QRIO, whose name is a play on the word curiosity, combines cutting-edge artificial intelligence (AI) and dynamics technologies. It can move on its own accord, gather information, recognize people's faces and voices and carry on conversations. It walks by moving its limbs in a smooth and natural way, and when it falls or is pushed over, it can get up on its own and continue its activities.
Introduced to the world in October 2003, QRIO has made a number of appearances in the United States, but this was the first time it appeared on an American college campus.

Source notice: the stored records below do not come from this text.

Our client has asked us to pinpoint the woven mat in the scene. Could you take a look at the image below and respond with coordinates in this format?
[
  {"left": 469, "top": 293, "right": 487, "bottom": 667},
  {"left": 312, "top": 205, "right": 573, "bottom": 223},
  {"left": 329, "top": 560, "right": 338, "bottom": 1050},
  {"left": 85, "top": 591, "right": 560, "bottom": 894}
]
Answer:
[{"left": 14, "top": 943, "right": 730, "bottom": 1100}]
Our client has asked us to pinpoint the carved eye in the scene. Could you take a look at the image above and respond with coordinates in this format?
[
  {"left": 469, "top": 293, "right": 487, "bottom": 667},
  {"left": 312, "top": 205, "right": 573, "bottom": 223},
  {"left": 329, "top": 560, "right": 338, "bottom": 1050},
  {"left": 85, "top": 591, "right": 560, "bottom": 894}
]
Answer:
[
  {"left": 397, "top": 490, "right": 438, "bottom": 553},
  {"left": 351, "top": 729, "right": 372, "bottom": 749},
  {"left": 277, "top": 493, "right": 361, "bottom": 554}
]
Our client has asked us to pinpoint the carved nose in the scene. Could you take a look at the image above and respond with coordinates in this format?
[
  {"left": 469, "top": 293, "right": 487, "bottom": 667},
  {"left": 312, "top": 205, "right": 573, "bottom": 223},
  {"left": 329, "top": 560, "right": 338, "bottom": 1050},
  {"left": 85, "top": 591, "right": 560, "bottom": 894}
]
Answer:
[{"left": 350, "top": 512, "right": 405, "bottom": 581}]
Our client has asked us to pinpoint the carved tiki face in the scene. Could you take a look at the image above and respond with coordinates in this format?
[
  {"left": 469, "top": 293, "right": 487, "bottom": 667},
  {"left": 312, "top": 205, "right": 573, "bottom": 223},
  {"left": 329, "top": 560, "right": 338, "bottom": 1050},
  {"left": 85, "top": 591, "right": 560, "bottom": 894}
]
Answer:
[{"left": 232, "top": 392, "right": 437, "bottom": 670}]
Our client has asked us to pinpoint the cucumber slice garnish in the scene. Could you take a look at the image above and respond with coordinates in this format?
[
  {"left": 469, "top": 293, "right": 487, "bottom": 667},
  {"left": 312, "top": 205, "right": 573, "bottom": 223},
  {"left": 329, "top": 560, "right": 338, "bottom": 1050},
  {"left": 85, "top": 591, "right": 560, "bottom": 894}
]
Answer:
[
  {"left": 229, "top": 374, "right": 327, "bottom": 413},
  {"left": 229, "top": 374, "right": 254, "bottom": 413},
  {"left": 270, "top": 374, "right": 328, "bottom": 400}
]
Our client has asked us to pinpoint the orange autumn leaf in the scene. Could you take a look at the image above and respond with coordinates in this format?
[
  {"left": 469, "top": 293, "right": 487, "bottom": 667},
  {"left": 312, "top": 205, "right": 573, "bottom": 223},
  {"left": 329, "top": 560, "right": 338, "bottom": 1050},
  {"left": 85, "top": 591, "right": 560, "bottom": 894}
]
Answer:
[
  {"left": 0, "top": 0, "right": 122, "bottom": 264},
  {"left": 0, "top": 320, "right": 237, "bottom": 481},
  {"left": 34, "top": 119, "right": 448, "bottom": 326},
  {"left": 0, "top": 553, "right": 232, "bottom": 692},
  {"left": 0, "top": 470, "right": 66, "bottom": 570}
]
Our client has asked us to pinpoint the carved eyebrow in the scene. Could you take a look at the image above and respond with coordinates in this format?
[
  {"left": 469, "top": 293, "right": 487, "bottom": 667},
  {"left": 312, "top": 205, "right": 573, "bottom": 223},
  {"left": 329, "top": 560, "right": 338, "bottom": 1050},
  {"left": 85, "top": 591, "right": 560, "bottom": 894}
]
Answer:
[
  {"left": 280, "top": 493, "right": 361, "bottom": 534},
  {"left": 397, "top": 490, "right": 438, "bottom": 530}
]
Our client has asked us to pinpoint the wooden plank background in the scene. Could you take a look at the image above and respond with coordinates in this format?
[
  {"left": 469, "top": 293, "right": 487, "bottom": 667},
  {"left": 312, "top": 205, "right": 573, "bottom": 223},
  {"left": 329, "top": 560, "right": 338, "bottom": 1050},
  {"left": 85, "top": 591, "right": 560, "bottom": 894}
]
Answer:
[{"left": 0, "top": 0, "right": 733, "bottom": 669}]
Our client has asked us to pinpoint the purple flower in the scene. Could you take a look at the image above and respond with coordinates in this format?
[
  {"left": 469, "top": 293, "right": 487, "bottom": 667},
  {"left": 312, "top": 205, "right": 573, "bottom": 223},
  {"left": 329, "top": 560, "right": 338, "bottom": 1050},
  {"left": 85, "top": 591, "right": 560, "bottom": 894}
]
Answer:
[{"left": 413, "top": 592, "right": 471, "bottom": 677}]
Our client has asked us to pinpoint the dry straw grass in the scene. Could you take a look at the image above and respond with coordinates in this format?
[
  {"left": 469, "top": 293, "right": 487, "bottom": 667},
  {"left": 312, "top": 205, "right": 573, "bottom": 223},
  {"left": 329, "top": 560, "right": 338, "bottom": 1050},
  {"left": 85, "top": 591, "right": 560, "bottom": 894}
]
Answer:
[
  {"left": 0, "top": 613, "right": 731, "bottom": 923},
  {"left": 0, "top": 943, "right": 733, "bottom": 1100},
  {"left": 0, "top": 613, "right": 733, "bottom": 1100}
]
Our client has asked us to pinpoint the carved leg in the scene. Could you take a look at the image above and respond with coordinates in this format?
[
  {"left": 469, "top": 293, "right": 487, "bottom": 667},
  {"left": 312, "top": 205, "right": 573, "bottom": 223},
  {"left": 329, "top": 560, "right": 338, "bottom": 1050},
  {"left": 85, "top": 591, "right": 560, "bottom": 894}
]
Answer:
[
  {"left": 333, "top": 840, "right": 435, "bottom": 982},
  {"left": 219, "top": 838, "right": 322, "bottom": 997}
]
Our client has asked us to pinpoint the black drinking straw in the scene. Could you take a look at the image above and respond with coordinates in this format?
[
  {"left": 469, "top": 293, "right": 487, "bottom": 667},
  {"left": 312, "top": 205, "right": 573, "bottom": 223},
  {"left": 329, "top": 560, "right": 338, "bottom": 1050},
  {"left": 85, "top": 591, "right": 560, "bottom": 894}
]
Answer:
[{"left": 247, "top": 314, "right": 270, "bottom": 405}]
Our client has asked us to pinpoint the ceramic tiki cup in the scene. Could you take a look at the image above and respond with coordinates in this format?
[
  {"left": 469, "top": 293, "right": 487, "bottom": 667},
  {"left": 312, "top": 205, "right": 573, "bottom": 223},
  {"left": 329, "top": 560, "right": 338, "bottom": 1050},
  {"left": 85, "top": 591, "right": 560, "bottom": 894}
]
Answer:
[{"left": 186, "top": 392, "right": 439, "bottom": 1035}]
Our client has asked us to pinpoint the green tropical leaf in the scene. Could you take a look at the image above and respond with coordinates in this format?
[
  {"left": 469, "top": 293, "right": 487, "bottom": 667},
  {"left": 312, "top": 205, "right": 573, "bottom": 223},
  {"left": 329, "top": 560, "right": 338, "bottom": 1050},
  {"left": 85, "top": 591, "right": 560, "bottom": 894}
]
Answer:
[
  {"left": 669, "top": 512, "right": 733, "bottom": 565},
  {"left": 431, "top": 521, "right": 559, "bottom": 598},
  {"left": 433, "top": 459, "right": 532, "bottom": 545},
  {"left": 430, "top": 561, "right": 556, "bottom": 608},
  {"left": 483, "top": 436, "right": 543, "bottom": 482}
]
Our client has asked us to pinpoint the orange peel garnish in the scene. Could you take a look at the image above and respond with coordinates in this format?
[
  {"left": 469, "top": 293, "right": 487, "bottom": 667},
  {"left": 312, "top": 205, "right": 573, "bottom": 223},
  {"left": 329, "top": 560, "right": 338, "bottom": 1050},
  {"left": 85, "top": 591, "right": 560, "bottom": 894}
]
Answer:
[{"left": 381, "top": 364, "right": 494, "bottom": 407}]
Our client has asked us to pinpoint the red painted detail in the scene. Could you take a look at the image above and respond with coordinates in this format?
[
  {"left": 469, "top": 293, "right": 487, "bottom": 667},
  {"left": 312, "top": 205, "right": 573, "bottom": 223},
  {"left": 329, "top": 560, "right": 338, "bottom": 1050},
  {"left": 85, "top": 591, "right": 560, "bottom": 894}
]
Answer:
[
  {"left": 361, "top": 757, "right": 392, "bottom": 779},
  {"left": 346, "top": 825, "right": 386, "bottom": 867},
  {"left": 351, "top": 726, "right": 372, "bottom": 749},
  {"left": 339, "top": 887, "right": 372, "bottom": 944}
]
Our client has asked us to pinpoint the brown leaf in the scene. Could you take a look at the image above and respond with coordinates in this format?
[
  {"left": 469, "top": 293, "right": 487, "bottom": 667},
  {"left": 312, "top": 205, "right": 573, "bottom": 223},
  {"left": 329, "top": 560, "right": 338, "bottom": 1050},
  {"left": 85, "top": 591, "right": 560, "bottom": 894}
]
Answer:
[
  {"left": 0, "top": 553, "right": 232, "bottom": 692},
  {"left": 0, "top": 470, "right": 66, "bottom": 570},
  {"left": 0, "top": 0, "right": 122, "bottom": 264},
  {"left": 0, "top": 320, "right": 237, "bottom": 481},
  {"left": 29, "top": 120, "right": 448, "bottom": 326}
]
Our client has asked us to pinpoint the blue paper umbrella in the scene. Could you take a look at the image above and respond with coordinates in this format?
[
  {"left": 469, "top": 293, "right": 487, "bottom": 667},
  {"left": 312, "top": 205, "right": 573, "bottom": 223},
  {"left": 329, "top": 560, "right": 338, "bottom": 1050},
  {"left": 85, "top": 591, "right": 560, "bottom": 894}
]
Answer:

The event recognized Sony's strong relationship with Carnegie Mellon AI and robotics researchers, in particular Computer Science Professor Manuela Veloso and her students, who have worked with Sony's famed AIBO four-legged entertainment robots since 1998, honing their soccer-playing skills to demonstrate teamwork and multi-agent learning. Carnegie Mellon teams have participated in the International RoboCup Legged competition since its inception in 1998, winning two world championships (1998, 2002). They also were champions in the first two U.S. Opens (2003 and 2004).
Participants in the demonstration included Sony software developer John DeCuir, senior engineer Todd Kozuki, and sales and marketing manager Ken Orli. Kozuki earned his bachelor's (2000) and master's (2001) degrees from Carnegie Mellon's Electrical and Computer Engineering Department. DeCuir and Orli also gave a robotics lecture for students and faculty.